Vice investors focus primarily on the “sin triumvirate”: tobacco, alcohol and gaming (gambling) stocks. Historical evidence on the performance of these stocks supports the theory—sin stocks have provided significantly higher returns than stocks in general.
Harrison Hong and Marcin Kacperczyk, authors of the study “The Price of Sin: The Effects of Social Norms on Markets,” published in the July 2009 issue of the Journal of Financial Economics, found that for the period 1965 through 2006, a U.S. portfolio long sin stocks and short their comparables posted a return of 0.29% per month after adjusting for the Carhart four-factor (beta, size, value and momentum) model. As out-of-sample support, sin stocks in seven large European markets and Canada outperformed similar stocks by about 2.5% a year.
The authors concluded that the abnormal risk-adjusted returns of vice stocks are due to neglect by institutional investors, who lean toward the side of SRI.
As further evidence that avoiding sin stocks comes at a price, Elroy Dimson, Paul Marsh and Mike Staunton found that, when using their own industry indexes that covered the 115-year period 1900 through 2014, tobacco firms beat the overall equity market by an annualized 4.5% in the U.S. and by 2.6% in the U.K. (but over the slightly shorter 85-year period 1920 through 2014). Their study was published in the 2015 Credit Suisse Global Investment Handbook.
They also examined the impact of screening out countries based on their degree of corruption. Countries were evaluated using the Worldwide Governance Indicators from a 2010 World Bank policy research working paper from Daniel Kaufmann, Aart Kraay and Massimo Mastruzzi, “The Worldwide Governance Indicators: Methodology and Analytical Issues.” The indicators comprise annual scores on six broad dimensions of governance.

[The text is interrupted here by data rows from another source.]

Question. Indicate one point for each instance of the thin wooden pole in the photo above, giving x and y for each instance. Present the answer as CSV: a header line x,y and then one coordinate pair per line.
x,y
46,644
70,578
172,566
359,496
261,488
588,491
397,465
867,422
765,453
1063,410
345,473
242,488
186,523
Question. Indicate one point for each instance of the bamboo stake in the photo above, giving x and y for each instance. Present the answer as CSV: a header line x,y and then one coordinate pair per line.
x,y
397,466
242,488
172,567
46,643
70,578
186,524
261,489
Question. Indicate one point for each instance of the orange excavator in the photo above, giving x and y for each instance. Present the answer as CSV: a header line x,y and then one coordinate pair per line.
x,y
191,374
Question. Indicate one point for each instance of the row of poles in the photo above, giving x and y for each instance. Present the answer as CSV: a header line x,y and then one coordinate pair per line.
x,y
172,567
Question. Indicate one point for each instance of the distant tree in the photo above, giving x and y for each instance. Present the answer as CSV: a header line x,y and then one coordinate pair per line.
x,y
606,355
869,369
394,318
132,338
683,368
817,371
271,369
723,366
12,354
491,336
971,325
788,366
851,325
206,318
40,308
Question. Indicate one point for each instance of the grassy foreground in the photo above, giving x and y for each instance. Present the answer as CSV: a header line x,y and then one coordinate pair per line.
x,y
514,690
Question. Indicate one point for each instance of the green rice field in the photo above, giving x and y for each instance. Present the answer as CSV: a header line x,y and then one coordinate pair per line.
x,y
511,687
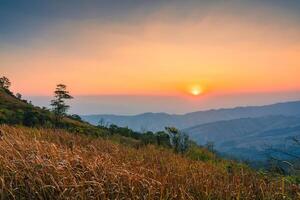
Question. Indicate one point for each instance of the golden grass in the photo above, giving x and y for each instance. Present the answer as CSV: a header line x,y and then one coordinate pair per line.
x,y
53,164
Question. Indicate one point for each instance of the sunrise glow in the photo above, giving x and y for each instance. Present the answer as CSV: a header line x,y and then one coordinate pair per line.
x,y
196,90
155,50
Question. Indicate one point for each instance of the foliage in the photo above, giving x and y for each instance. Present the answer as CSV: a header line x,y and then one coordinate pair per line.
x,y
58,103
5,83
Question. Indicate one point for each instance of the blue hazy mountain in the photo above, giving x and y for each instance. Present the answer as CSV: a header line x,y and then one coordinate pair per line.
x,y
157,121
249,138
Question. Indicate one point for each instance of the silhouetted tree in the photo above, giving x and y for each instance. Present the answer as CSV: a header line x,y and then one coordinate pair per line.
x,y
58,104
19,96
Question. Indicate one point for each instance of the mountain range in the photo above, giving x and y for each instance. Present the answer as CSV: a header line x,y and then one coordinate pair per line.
x,y
241,132
157,121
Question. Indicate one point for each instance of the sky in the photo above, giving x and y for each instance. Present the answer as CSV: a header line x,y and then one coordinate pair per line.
x,y
134,56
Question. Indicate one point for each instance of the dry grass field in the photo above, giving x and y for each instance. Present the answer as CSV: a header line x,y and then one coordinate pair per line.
x,y
53,164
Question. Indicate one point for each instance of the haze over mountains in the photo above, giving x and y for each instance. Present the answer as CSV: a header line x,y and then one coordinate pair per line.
x,y
242,132
157,121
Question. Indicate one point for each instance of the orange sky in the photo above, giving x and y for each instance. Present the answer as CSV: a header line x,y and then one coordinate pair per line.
x,y
221,53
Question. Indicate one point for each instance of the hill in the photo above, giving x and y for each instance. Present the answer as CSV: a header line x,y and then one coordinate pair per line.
x,y
249,138
18,111
157,121
53,164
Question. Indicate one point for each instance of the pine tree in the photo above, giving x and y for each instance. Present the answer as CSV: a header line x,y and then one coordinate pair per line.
x,y
60,108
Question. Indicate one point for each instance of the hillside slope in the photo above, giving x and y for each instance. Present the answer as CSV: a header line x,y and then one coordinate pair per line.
x,y
52,164
16,111
248,138
157,121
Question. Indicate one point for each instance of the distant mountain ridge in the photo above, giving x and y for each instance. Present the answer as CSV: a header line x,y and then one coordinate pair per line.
x,y
249,138
157,121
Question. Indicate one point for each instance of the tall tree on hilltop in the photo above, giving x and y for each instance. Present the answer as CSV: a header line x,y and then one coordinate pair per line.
x,y
4,82
59,107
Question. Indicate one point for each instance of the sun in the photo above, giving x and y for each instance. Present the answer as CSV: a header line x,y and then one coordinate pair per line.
x,y
196,90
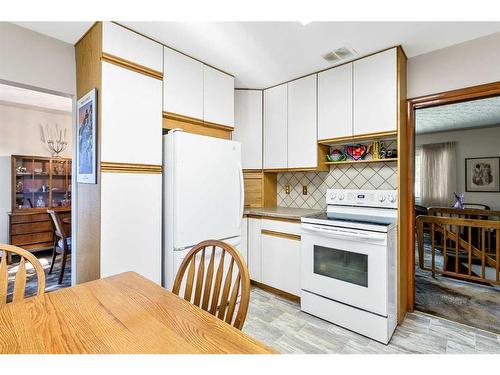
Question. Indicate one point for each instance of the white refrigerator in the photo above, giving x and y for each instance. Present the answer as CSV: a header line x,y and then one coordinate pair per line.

Dimson, Marsh and Staunton found 14 countries that posted a poor score, 12 that were acceptable, 12 that were good and 11 with excellent scores. Post-2000 returns for the last three groups were between 5.3% and 7.7%. In contrast, the markets with poor control of corruption had an average return of 11.0%.
Interestingly, realized returns were higher for equity investments in jurisdictions that were more likely to be characterized by corrupt behaviors. As the authors note, the time period is short and the result might just be a lucky outcome.
On the other hand, it’s also logical to consider that investors will price for corruption risk and demand a premium for taking it. But it may also be a result of the same exclusionary factors found with sin stocks (investors boycott countries with high corruption scores, driving prices down, raising forward-looking return expectations).